Here's what I've got so far.

Code: Select all

<?php

set_time_limit(99999);
ini_set("max_execution_time",99999); 

print "Input your md5 hash. \n";

{

$fh = fopen('php://stdin', 'r');
$last_line = false;
$message = '';
$fh_string = fgets($fh, 1024); // read the special file to get the user input from keyboard


function findDuplicateFiles($dirName){
        global $fh_string;
	$fh_array = array("$fh_string");
        $dirName=trim($dirName);
        if(empty($dirName)){ die("Fatal Error 0x01: Directory Name can NOT be empty"); }
        if(!is_dir($dirName)){ die("Fatal Error 0x02: $dir is not a valid or readable Directory"); }
        $filesArray=parseDirectory($dirName);
	$c=count($filesArray);
        for($i=0;$i<$c;$i++){
            $md5FilesArray[$i]=md5_file($filesArray[$i]);
        }
        $duplicateFilesArray=array();
	$duplicateFiles=array_values($md5FilesArray);
	$identical=array_intersect_assoc($fh_array, $md5FilesArray);
	print_r($identical);
		if($identical==1){
        		foreach($duplicateFiles as $key=>$value){
            		if($value!==1){ 
                		$names=array_values($md5FilesArray);
				$duplicate=array();
                		foreach($names as $name){
                    		$duplicate[]=$filesArray[$name];
                		}
                		$duplicateFilesArray[]=$duplicate;
				}
   	}

	}
     
        return $duplicateFilesArray;
    }    
    
        function parseDirectory($rootPath,$returnOnlyFiles=true, $seperator="/"){
        $fileArray=array();
        if (($handle = opendir($rootPath))!==false) {
            while( ($file = readdir($handle))!==false) {
                if($file !='.' && $file !='..'){
                    if (is_dir($rootPath.$seperator.$file)){
                        $array=parseDirectory($rootPath.$seperator.$file);
                        $fileArray=array_merge($array,$fileArray);
                        if($returnOnlyFiles!==true){
                            $fileArray[]=$rootPath.$seperator.$file;
                        }
                    }
                    else {
                        $fileArray[]=$rootPath.$seperator.$file;
                    }
                }
            }
        }
        return $fileArray;
    }
    
    
} 

$dir="C:\Documents and Settings\Administrator\Desktop\php-5.3.3-Win32-VC6-x86/";
$duplicateFiles=findDuplicateFiles($dir);

//Display Results
$c=count($duplicateFiles);
if($c===0){ echo "No Duplicate Files were found"; }
else{
    echo "Duplicate files found in ";
    $col=0;
    foreach($duplicateFiles as $duplicate){
        $c=count($duplicate);        
        for($a=0;$a<$c;$a++){
            $file=$duplicate[$a];            
            echo $file;            
        }    
        $col++;    
    }

  }

?>
Any form of help is really much appreciated, I'm pretty new to this so I hope you guys could point me in the right direction!
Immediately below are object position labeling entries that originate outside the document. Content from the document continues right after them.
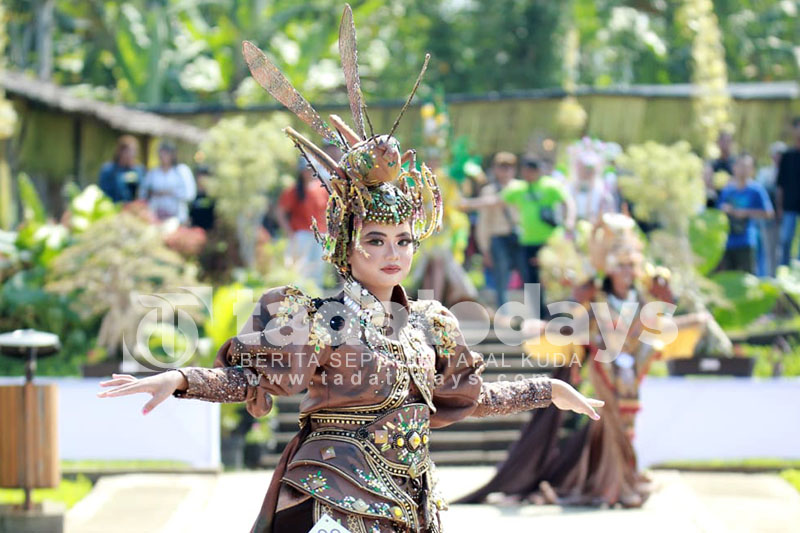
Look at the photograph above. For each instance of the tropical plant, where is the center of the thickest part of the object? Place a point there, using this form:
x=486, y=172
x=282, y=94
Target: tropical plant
x=247, y=162
x=108, y=265
x=664, y=183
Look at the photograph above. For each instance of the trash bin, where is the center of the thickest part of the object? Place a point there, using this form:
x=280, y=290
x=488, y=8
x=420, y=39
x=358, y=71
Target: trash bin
x=29, y=455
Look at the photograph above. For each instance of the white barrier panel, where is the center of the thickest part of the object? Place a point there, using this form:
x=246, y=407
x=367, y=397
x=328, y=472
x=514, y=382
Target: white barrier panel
x=718, y=418
x=115, y=429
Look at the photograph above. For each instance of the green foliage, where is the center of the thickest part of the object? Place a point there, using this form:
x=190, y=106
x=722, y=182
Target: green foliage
x=748, y=298
x=708, y=235
x=793, y=477
x=32, y=208
x=25, y=304
x=117, y=257
x=769, y=361
x=68, y=492
x=89, y=206
x=664, y=183
x=247, y=161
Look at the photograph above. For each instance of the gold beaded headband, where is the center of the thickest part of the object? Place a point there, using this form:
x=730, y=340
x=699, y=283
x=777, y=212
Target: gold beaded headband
x=370, y=182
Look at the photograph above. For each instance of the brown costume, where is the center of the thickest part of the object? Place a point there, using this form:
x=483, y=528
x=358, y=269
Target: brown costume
x=362, y=451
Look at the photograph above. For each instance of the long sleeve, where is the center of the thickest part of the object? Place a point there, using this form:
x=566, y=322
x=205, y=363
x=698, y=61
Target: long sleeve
x=461, y=391
x=509, y=397
x=274, y=354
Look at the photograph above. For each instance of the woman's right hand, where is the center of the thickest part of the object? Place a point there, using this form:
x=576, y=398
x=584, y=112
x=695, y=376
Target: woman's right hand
x=160, y=387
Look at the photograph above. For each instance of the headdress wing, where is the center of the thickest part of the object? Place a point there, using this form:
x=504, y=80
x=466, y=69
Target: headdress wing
x=270, y=78
x=349, y=55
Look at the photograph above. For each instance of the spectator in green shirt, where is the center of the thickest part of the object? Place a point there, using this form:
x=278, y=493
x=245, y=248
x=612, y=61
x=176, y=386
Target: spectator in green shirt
x=537, y=198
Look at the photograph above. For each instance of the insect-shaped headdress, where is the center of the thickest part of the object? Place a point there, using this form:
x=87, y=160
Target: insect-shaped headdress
x=369, y=182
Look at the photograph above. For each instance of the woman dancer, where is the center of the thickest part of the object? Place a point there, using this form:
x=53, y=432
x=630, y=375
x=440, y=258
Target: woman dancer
x=595, y=464
x=380, y=370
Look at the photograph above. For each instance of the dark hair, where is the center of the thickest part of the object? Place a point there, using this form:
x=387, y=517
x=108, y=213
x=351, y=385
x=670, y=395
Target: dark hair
x=125, y=142
x=170, y=148
x=531, y=162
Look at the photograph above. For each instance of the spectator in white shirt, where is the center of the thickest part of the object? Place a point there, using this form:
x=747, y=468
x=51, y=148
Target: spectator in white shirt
x=169, y=187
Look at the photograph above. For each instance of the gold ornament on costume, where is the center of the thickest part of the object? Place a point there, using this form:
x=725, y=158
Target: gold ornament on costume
x=614, y=241
x=369, y=182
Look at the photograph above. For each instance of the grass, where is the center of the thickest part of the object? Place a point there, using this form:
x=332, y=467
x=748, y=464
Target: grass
x=758, y=463
x=68, y=492
x=793, y=477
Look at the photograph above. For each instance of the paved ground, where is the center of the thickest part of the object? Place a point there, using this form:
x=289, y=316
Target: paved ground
x=684, y=503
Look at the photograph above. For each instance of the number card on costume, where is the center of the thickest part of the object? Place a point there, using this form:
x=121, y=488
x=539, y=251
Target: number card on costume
x=327, y=524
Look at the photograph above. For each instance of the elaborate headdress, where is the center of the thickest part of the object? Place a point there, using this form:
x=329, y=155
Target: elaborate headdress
x=614, y=241
x=369, y=182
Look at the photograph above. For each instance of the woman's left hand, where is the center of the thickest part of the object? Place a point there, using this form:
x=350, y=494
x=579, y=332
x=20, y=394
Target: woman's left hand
x=565, y=397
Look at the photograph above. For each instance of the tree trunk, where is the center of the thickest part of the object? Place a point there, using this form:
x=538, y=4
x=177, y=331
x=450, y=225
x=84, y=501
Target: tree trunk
x=44, y=39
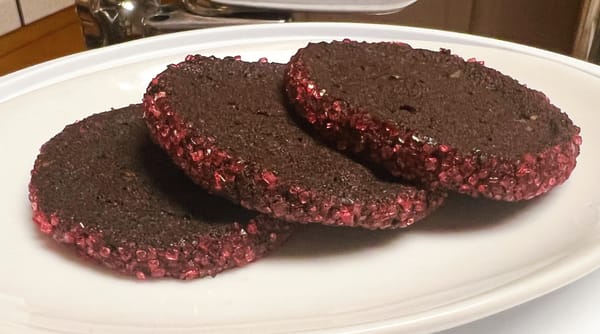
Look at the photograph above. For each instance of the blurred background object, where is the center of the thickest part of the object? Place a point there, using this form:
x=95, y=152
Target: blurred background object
x=43, y=30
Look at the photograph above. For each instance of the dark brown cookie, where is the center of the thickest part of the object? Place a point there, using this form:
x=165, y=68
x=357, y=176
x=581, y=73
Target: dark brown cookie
x=104, y=188
x=434, y=117
x=225, y=123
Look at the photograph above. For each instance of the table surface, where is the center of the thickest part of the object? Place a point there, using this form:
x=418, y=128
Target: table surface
x=572, y=309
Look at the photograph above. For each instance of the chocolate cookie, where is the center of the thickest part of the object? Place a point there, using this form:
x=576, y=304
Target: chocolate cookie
x=434, y=117
x=104, y=188
x=225, y=123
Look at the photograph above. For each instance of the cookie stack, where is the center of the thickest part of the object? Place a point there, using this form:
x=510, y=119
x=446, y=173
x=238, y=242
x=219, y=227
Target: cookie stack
x=225, y=158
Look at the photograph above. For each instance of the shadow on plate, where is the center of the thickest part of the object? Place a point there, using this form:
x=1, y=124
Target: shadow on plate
x=315, y=240
x=462, y=213
x=459, y=214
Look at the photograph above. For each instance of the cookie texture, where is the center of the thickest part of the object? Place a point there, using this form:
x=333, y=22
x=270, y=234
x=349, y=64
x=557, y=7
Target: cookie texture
x=104, y=189
x=434, y=117
x=226, y=123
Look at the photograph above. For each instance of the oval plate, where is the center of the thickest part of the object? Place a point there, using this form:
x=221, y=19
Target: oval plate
x=470, y=259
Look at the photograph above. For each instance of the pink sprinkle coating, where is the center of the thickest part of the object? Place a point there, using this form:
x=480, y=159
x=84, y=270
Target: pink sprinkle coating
x=405, y=153
x=207, y=256
x=257, y=188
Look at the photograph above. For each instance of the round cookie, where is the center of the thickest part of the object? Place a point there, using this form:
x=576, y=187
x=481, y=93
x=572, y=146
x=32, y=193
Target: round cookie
x=434, y=117
x=225, y=123
x=103, y=188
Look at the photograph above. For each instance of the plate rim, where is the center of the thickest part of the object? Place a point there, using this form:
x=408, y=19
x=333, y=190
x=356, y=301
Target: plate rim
x=587, y=259
x=364, y=8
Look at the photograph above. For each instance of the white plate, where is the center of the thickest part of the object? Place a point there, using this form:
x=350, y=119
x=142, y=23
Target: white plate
x=471, y=259
x=371, y=6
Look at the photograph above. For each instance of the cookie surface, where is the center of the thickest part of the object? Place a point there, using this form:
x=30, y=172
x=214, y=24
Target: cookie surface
x=434, y=117
x=104, y=188
x=225, y=123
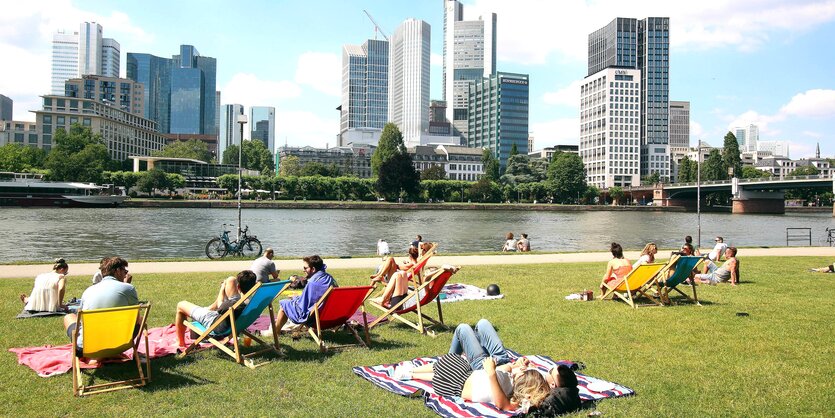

Thanks!

Re: read md5 directory recursively and return duplicate file

Posted: Tue Aug 31, 2010 1:11 am
by requinix
Rather than try to build a huge list of all the files, just (recursively) go through the directories looking for a matching hash. No extra arrays needed.

Code: Select all

function lookForDuplicate(hash, dir) {
	files = empty array

	for each file in dir {
		path = dir . "/" . file
		if (path is a file && md5 hash of path == hash) {
			add file to files
		} else if (path is a directory) {
			add lookForDuplicates(hash, path) to files
		}
	}
	return files
}

Re: read md5 directory recursively and return duplicate file

Posted: Tue Aug 31, 2010 3:23 am
by furrball
thanks a lot tasairis, I'll try to work on that.